World Cup's biggest wins: Largest margins of victory in finals history

Ballsupski: Panama? More like "PanaNah don't think so mate!" (5:05)

England, England, ENGLAND! ENGLAND... and Panama. (5:05)

England may have cruised to an easy victory over Panama on Sunday, winning 6-1 in a Group G game in Nizhny Novgorod, Russia, but it doesn't even rank among the largest margins of victory in the World Cup.

Here's a look back at some of the most lopsided games in the history of the tournament:

10. Portugal 7, North Korea 0 (2010)

Cristiano Ronaldo was of course involved in the scoring in this group-stage romp. Portugal, oddly, scored only one goal in the first half and six in the second -- and then did not score again for the rest of the tournament, knocked out in the round of 16 by Spain.

9. Turkey 7, South Korea 0 (1954)

That year's World Cup produced some eye-opening scores -- as we'll see -- with Barhan Sargun's hat trick accompanied by a brace from Suat Mamat. Turkey should have kept some goals for later, however, as they lost 7-2 to West Germany three days afterward.

8. Uruguay 7, Scotland 0 (1954)

The defending champions started well in their opener, defeating Czechoslovakia 2-0, and led Scotland by two goals at half-time before breaking it open in the second half. Only three players scored as Carlos Borges had a hat trick and Oscar Míguez and Julio Abbadie each scored twice.

7. Poland 7, Haiti 0 (1974)

Andrzej Szarmach completed his hat trick in the 50th minute and Grzegorz Lato capped the scoring with a brace in the 87th minute for Poland, who won all three group-stage games and then finished in third place after a 1-0 victory over Brazil.

6. Germany 8, Saudi Arabia 0 (2002)

Runners-up Germany made a statement early, with all-time World Cup scoring record holder Miroslav Klose, in the first of his four tournament appearances, netting two goals in quick succession before securing the hat trick in the 70th minute.
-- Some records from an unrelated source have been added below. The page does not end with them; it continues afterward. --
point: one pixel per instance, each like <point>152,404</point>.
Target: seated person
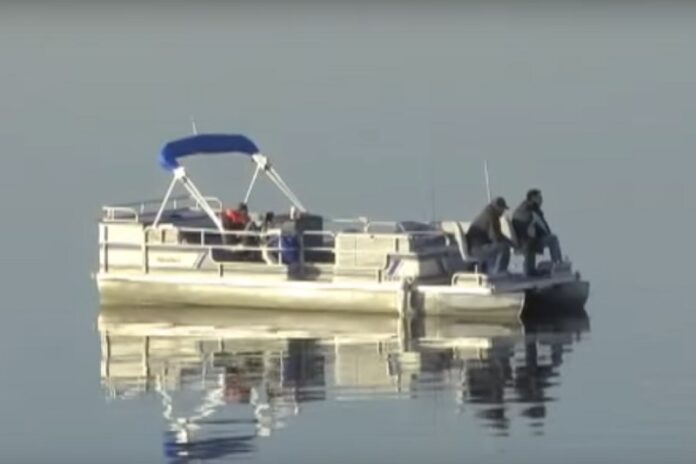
<point>533,232</point>
<point>485,239</point>
<point>235,219</point>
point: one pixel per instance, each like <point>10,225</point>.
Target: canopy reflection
<point>227,377</point>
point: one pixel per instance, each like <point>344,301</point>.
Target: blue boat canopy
<point>204,144</point>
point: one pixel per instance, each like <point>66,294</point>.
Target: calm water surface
<point>375,110</point>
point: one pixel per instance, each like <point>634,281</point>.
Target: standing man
<point>533,232</point>
<point>486,240</point>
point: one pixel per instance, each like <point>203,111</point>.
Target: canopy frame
<point>180,177</point>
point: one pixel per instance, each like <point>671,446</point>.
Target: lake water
<point>365,109</point>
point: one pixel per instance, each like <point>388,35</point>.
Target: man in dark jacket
<point>485,239</point>
<point>533,232</point>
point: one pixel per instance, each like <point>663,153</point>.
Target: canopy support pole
<point>251,185</point>
<point>164,202</point>
<point>196,194</point>
<point>180,175</point>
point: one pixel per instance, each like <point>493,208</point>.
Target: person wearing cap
<point>235,219</point>
<point>486,240</point>
<point>533,232</point>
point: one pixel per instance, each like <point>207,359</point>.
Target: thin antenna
<point>432,189</point>
<point>488,180</point>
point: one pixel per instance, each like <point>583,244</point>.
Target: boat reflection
<point>227,377</point>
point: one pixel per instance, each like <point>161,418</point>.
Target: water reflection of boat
<point>226,377</point>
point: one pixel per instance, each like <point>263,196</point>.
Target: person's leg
<point>487,255</point>
<point>551,242</point>
<point>529,260</point>
<point>503,257</point>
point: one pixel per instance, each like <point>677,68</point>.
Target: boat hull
<point>308,296</point>
<point>561,299</point>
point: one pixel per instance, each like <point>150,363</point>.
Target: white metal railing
<point>211,239</point>
<point>132,212</point>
5. Uruguay 8, Bolivia 0 (1950)

Despite playing only one group-stage game -- their group consisted of just three teams while the other three had four, and France withdrew before the tournament started -- Uruguay, the eventual champions, finished level with hosts Brazil on eight goals in the opening round after Oscar Miguez's hat trick.
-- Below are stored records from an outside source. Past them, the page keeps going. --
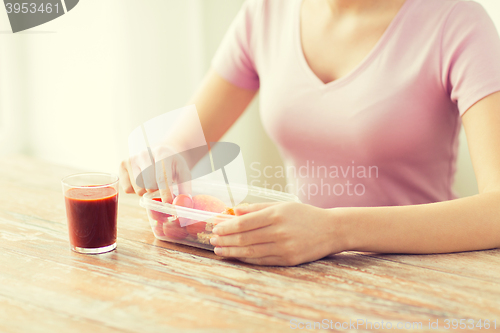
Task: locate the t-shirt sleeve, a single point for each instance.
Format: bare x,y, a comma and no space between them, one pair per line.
470,55
234,59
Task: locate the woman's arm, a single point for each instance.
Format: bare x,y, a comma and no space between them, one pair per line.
290,234
219,104
471,223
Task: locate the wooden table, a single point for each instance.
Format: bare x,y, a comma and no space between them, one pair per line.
148,285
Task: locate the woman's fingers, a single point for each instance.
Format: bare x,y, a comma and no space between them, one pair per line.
264,261
257,236
252,251
242,223
137,189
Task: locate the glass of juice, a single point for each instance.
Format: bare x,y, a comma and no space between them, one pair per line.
91,207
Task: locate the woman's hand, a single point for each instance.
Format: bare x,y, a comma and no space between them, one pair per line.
285,234
145,172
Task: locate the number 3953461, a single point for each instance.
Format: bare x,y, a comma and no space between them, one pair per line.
27,8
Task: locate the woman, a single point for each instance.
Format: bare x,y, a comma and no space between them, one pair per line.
371,83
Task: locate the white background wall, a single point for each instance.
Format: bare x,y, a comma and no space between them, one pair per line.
72,89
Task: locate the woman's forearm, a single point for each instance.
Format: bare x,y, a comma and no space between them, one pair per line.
465,224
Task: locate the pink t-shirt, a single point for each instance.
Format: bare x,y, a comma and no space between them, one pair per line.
385,134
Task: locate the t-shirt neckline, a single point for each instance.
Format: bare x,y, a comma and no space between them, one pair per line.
361,66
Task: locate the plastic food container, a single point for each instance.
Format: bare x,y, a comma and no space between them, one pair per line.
165,219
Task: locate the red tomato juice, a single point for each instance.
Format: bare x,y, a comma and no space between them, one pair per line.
92,213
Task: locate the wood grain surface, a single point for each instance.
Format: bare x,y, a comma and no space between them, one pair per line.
147,285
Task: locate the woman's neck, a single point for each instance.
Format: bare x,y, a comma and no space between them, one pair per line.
339,7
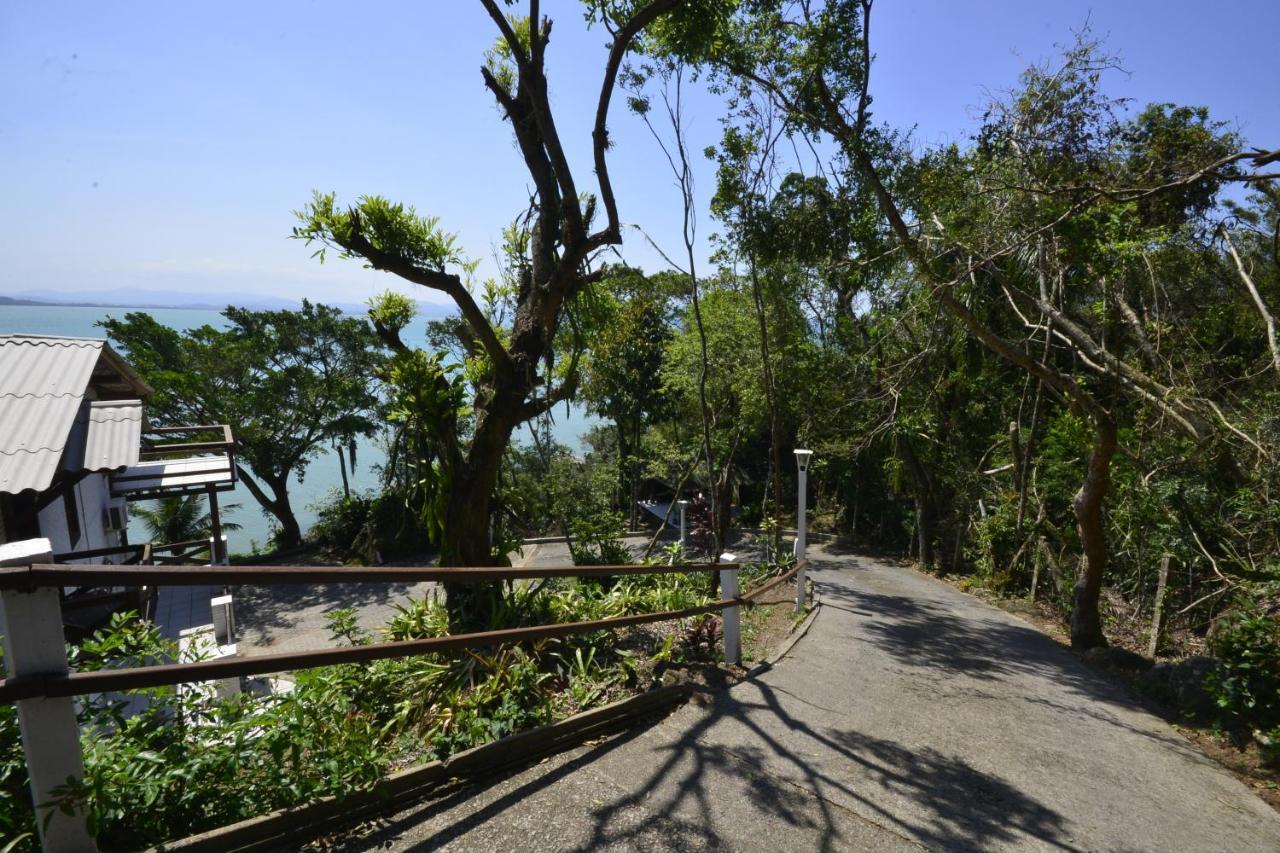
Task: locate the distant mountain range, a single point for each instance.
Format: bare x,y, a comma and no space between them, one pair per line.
137,297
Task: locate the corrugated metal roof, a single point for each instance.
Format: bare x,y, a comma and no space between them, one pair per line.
42,387
106,434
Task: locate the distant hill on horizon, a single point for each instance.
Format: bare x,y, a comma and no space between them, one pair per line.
135,297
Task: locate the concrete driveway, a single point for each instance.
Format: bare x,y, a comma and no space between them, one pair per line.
910,716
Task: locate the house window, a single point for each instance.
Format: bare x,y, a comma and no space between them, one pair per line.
72,514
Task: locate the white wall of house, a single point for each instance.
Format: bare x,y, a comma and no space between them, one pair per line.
92,496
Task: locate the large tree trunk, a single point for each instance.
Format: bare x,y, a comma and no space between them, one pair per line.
926,519
1086,621
277,503
465,539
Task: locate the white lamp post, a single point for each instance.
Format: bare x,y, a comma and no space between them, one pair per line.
684,528
801,501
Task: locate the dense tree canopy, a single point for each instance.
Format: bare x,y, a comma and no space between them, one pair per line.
288,383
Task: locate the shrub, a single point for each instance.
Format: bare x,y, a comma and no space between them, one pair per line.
1246,683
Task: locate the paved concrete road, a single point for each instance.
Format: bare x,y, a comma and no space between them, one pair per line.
909,716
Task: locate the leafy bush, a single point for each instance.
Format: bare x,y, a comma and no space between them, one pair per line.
188,762
1247,680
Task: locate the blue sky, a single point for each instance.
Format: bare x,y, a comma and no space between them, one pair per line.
164,145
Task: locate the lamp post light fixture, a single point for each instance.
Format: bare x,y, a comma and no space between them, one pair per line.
684,528
803,457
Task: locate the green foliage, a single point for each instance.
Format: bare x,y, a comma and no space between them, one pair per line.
389,228
288,383
183,761
182,519
1247,680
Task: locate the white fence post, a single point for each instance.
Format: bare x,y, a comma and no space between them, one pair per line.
33,644
731,616
801,521
684,528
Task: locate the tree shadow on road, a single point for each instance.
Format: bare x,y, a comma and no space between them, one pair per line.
799,774
938,644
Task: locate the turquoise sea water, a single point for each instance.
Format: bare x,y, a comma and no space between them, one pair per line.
321,477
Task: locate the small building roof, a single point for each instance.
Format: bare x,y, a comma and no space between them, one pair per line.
49,418
170,477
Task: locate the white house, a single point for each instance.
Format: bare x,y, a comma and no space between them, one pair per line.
73,454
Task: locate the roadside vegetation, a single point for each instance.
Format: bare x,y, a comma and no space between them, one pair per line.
1041,361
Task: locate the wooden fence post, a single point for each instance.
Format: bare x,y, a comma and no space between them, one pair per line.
33,644
1159,609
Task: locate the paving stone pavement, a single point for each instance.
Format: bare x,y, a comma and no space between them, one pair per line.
909,716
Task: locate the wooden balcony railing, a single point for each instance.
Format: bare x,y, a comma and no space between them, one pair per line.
42,685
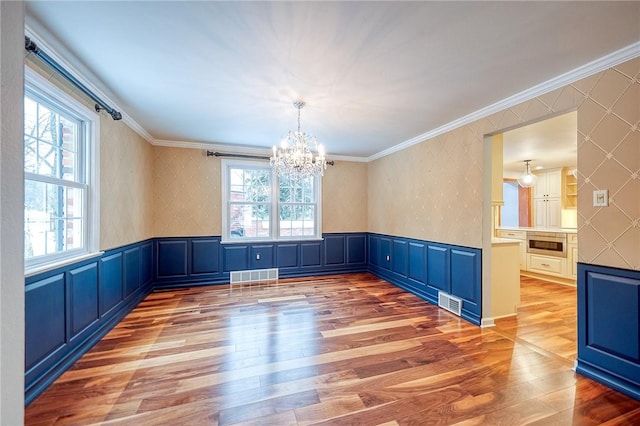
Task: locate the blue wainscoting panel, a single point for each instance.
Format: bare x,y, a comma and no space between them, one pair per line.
236,257
385,253
131,270
465,274
310,254
172,258
83,290
68,309
424,268
356,249
438,267
334,250
418,262
45,319
287,255
374,250
262,256
609,327
205,256
111,282
400,257
146,263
4. Sweden 8, Cuba 0 (1938)

Sweden's first-round walkover and Cuba needing a replay to defeat Romania contributed to the lopsided result as Henry Andersson and Gustav Wetterstrom each scored hat tricks in the 16-team knockout tournament -- Cuba's only appearance in the World Cup to date.

3. Hungary 10, El Salvador 1 (1982)

Laszlo Kiss scored three goals in seven minutes -- the only hat trick scored in the World Cup by a substitute -- to end the feel-good story of El Salvador, who qualified for the event for only the second time despite the nation being embroiled in the start of a civil war.

2. Hungary 9, South Korea 0 (1954)

Sandor Kocsis, who finished with 11 goals in that year's tournament, had a hat trick and Ferenc Puskas and Peter Pelotas had two goals for eventual runners-up Hungary, who defeated West Germany 8-3 in their next game before incredibly losing 3-2 in the rematch in the final.

1. Yugoslavia 9, Zaire 0 (1974)

Yugoslavia failed to score in their group-stage opener against Brazil and then responded with six goals in the first half against Zaire, who, now known as the Democratic Republic of Congo, made their only World Cup appearance to date. Dusan Bajevic had a hat trick, scoring his side's first and last goals.